Instrumental in keeping Raglan’s music culture alive along the way has been the opening of the Yot Club downtown on the corner of Bow St and Volcom Lane. It regularly hosts a varied mix of local and out-of-town talent, and during the past decade has also become well known for its DJ-ing Sunday Sessions which grew out of a passion for reggae music.

Lost Tribe Aotearoa are one of the latest Raglan bands to have achieved success, after starting out through contact with Cornerstone Roots and by playing downtown at the Yottie. They were nominated for best roots artist next to Troy Kingi and LAB at the New Zealand Music Awards in 2019. Last year they released their debut self-titled album to rave reviews.

Cornerstone Roots meantime has played around the world including at Glastonbury in 2014. 

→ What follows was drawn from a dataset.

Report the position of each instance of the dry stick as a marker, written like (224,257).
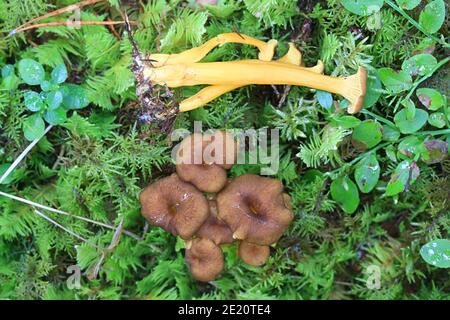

Brian and Naomi believe our young musos like Muroki, Reiki and Lenny have the perfect opportunity to accelerate in Raglan, thanks in no small part to ongoing tuition by longtime musos Dave Maybee and Peter Skandera. “They’re ready to pursue a career in music and it’s legitimate.” 

Dave agrees, mentioning a few other emerging talents like Sasha Kirkwood  and Reiki’s sister Kaea who have also come through what he describes as Raglan’s very supportive school system.

And of course Covid lockdown last year provided an “excellent” opportunity in which to create music, Dave says. “There’s some really neat talent (here) at the moment.”